Ya, kematian adalah kekasih yang gelapmata. Ia brutal memeluk ragamu sampai-sampai kau tidak bisa bergerak. Membekapmu sampai habis napas. Kau takkan dilepas sampai akhirnya menyerah dan mengakui bahwa segala sesuatu berasal dari Allah dan kembali kepadaNya. Oleh karenanya, orang-orang yang disergap rasa cinta yang mendalam kepada Tuhannya samasekali tidak takut pada ajal dan justru mengharapkan kematian datang lebih awal. ''Mutu qabla antamutu,'' sabda Muhammad S.A.W,''matilah sebelum kematian,'' disambut bagai undangan perjamuan.

''Tolaklah kematian itu darimu, jika kau orang-orang yang benar,'' tutur Allah dalam Q.S. Ali Imran: 168. Merasa benar adalah kesalahan awal manusia dan merasa paling benar adalah awal kesalahan berikutnya.
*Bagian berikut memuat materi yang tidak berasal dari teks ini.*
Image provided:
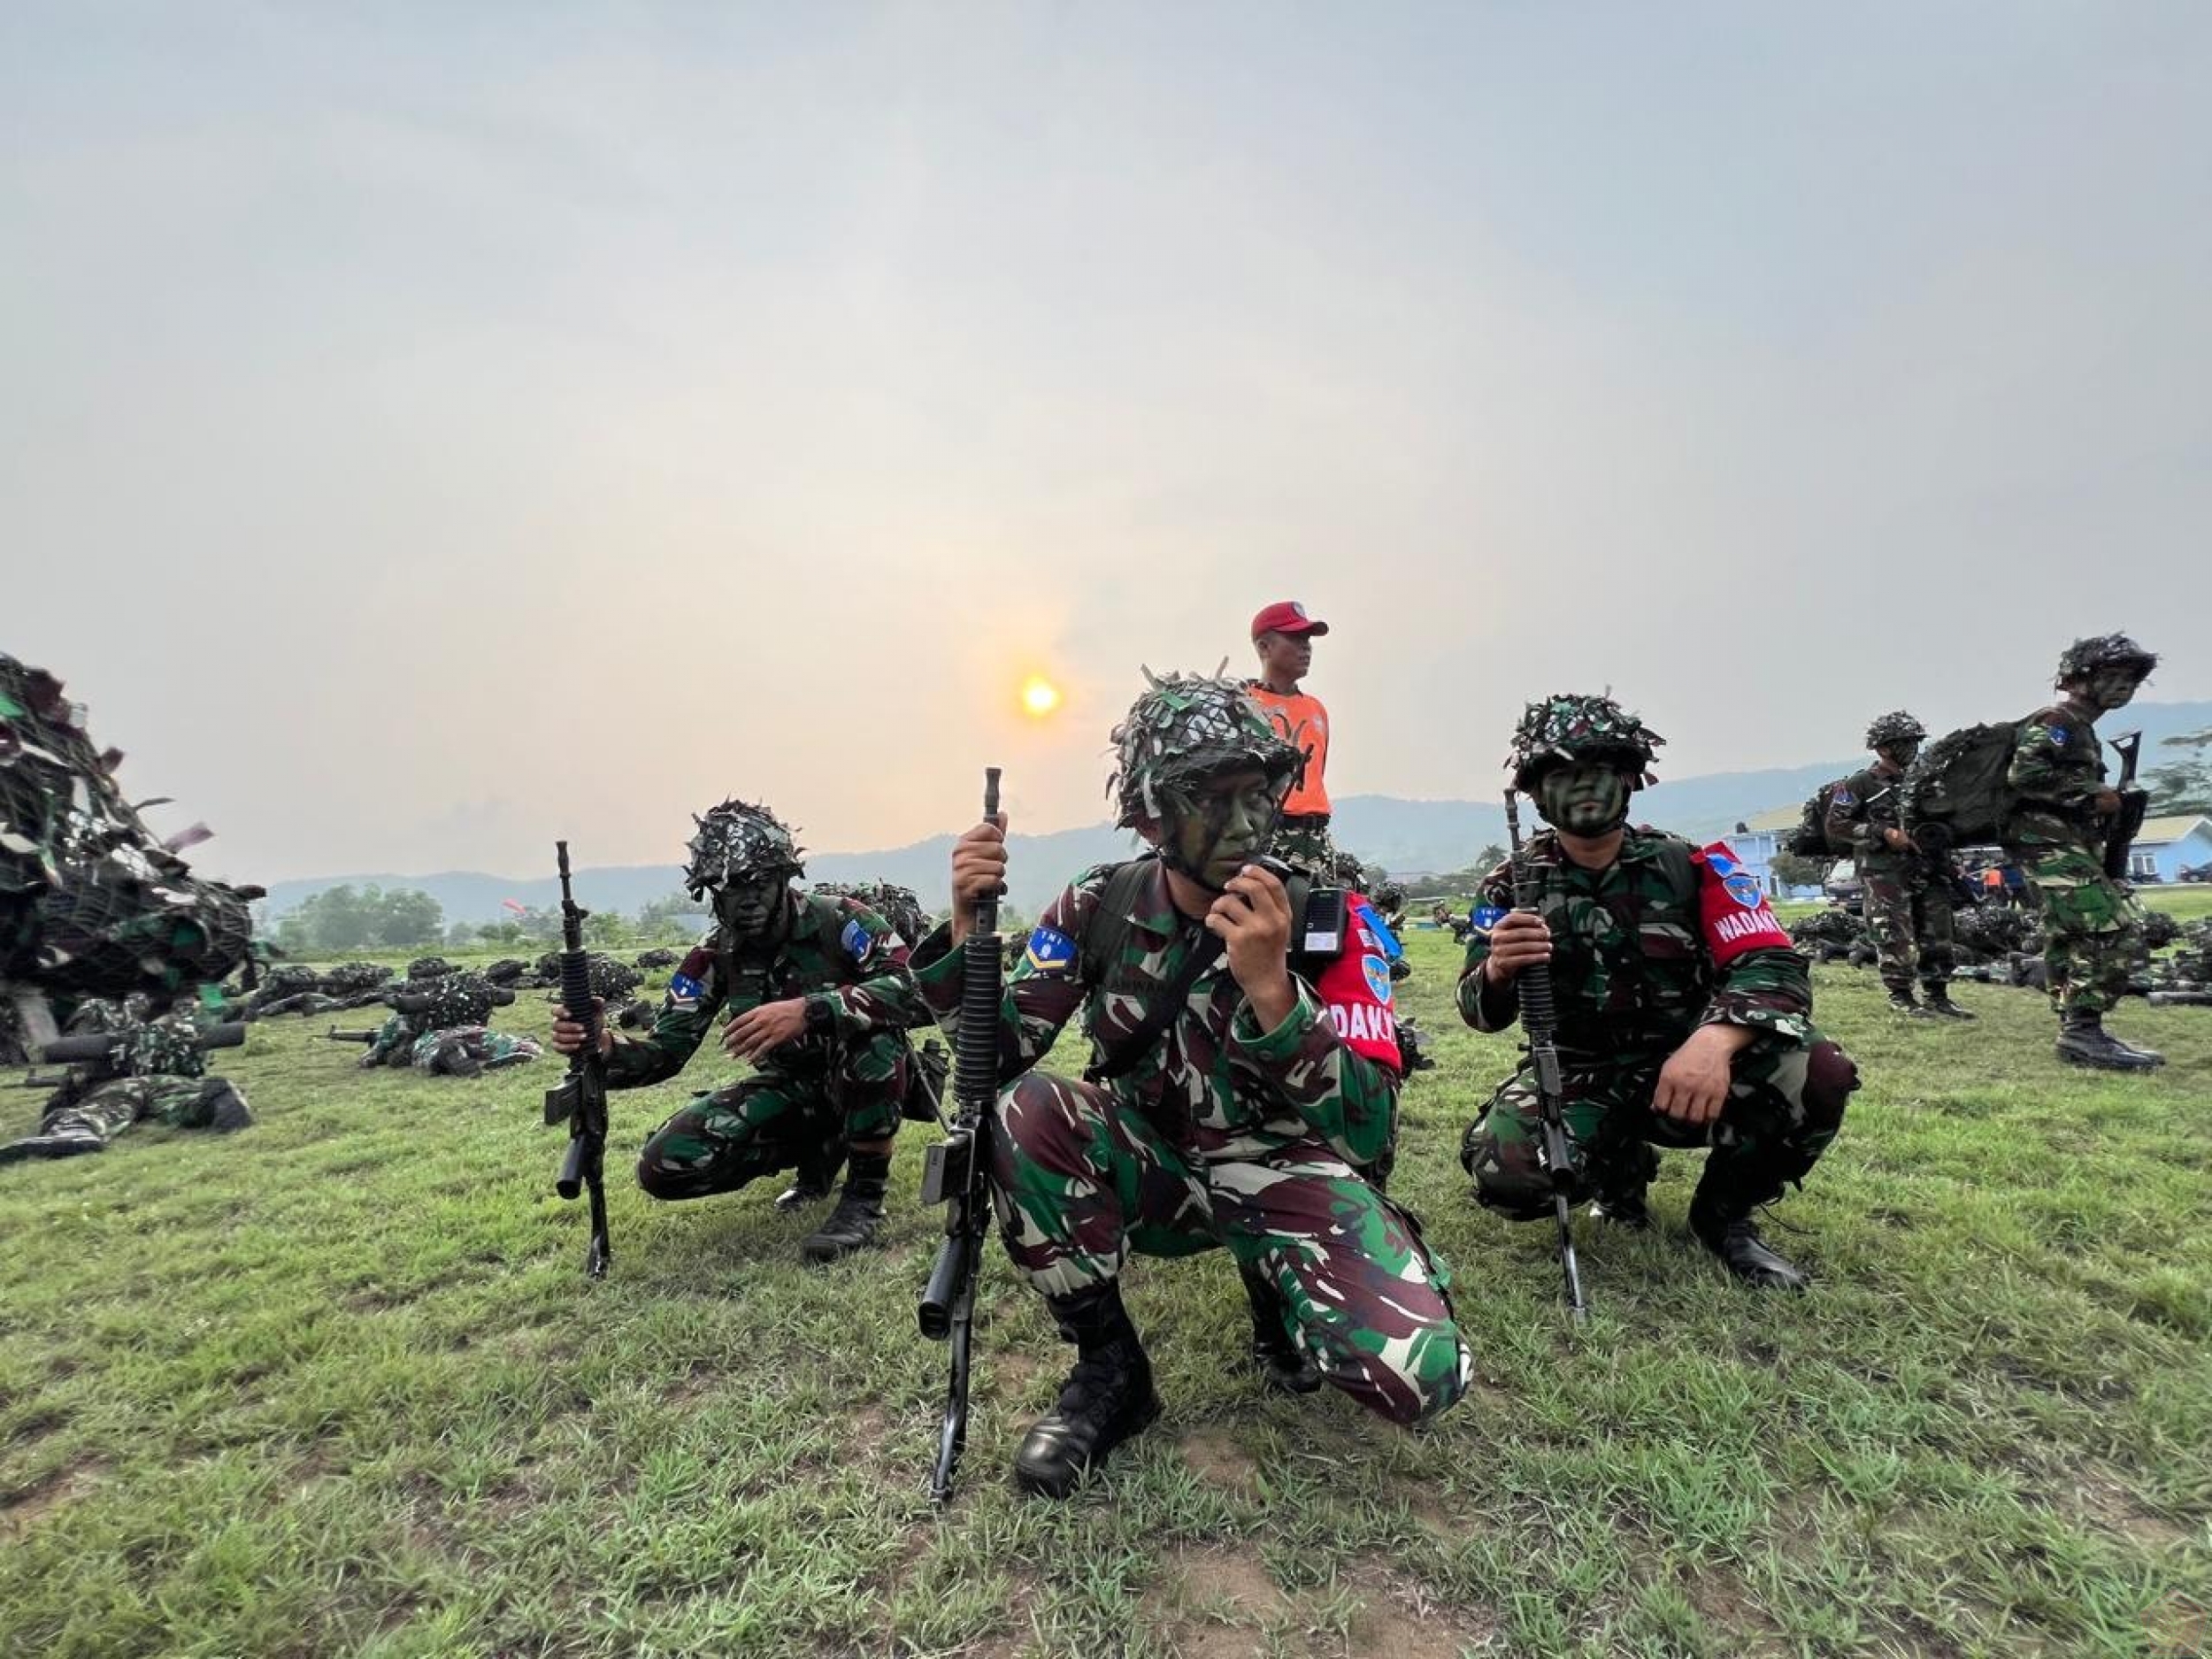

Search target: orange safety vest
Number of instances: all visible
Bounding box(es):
[1248,685,1332,816]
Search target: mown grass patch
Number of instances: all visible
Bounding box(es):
[4,932,2208,1656]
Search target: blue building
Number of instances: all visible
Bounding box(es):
[1715,806,1811,899]
[2129,815,2212,883]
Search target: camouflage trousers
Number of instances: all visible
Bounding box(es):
[407,1025,541,1077]
[23,1076,252,1151]
[1271,816,1337,875]
[991,1071,1471,1425]
[2012,841,2144,1017]
[635,1030,907,1201]
[1859,858,1955,995]
[1460,1034,1855,1217]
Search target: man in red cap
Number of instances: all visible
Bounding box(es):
[1246,601,1336,870]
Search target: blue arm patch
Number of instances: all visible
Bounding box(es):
[1024,925,1076,973]
[840,918,873,962]
[1471,904,1509,932]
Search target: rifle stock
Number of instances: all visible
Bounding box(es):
[919,766,1003,1505]
[2103,730,2148,883]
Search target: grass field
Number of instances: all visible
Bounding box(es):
[4,928,2208,1658]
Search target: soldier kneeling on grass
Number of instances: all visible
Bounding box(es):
[1458,695,1859,1294]
[918,671,1471,1499]
[549,800,932,1263]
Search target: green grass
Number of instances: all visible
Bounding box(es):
[4,933,2208,1658]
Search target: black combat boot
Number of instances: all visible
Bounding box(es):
[1588,1144,1658,1230]
[799,1151,889,1263]
[775,1138,846,1212]
[1921,985,1976,1020]
[0,1126,105,1164]
[1688,1179,1809,1293]
[1238,1263,1320,1394]
[1886,988,1938,1018]
[1013,1279,1163,1499]
[2055,1013,2160,1071]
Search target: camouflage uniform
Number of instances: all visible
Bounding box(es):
[2004,697,2143,1018]
[609,890,926,1200]
[1825,716,1959,1008]
[1458,829,1855,1219]
[409,1025,541,1077]
[3,1011,250,1163]
[1461,694,1858,1292]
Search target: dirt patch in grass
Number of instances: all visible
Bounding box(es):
[954,1567,1041,1659]
[0,1457,110,1533]
[987,1347,1051,1402]
[2067,1465,2196,1549]
[1154,1542,1289,1655]
[1683,1563,1789,1657]
[1335,1554,1497,1659]
[1181,1427,1263,1495]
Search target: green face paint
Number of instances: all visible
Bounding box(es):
[1164,769,1279,890]
[1534,762,1632,837]
[2085,668,2142,713]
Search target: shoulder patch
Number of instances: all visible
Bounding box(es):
[667,971,704,1010]
[1024,925,1076,974]
[1361,954,1394,1002]
[839,918,873,962]
[1832,787,1855,807]
[1723,872,1765,909]
[1471,904,1509,932]
[2048,726,2070,747]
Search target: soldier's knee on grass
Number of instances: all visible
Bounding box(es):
[1460,1121,1558,1219]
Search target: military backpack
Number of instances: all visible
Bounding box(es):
[1784,780,1851,857]
[1901,722,2024,852]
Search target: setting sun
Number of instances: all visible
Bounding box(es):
[1020,676,1062,718]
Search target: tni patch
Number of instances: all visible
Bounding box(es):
[1025,925,1076,974]
[840,918,873,963]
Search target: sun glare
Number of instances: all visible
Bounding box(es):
[1020,676,1062,718]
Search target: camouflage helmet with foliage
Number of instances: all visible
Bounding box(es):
[682,799,804,897]
[2056,634,2158,685]
[1863,710,1927,749]
[1108,669,1301,829]
[1505,694,1666,792]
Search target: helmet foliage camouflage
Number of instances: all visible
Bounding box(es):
[2056,634,2158,684]
[1863,710,1927,749]
[682,799,804,897]
[1505,694,1666,792]
[1108,669,1301,829]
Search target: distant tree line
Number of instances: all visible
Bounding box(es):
[271,887,710,956]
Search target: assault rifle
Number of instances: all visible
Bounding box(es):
[324,1027,380,1045]
[1503,790,1588,1324]
[918,766,1002,1505]
[13,1021,245,1090]
[2102,731,2148,884]
[542,842,612,1278]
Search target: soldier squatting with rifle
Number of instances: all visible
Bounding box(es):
[915,671,1470,1500]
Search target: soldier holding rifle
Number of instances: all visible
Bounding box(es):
[1458,695,1857,1294]
[919,671,1469,1501]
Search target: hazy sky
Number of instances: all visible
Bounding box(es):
[7,3,2208,884]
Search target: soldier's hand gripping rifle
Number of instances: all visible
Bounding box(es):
[1503,790,1589,1324]
[2102,731,2149,884]
[918,767,1002,1506]
[542,842,611,1278]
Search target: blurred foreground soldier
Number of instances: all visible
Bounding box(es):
[2006,634,2163,1070]
[549,800,928,1263]
[1459,695,1858,1292]
[923,671,1468,1499]
[1244,602,1336,870]
[1826,711,1969,1018]
[1,654,260,1045]
[4,1003,250,1164]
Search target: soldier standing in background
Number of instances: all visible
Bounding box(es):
[2005,634,2164,1071]
[1825,711,1970,1019]
[1245,601,1337,872]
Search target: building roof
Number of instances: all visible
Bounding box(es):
[2138,815,2211,845]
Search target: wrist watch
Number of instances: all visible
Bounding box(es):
[803,995,837,1035]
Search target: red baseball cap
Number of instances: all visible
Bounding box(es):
[1250,600,1330,639]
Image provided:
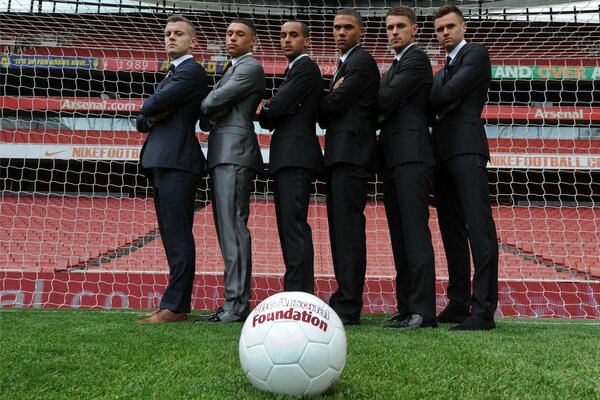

Seorang Kekasih takkan sibuk dengan versi-versi kebenaran, pun takkan menyibukkan diri dengan sikap saling menyalahkan. Kita sama menempuh seumur hidup untuk sekali ajal dan Allah berkata dalam Q.S. An Nisaa': 78 ,''di mana pun berada, kematian akan menemukan dirimu,'' lantas buat apa mengisi relung-relung hati dengan sombong seolah akan hidup abadi?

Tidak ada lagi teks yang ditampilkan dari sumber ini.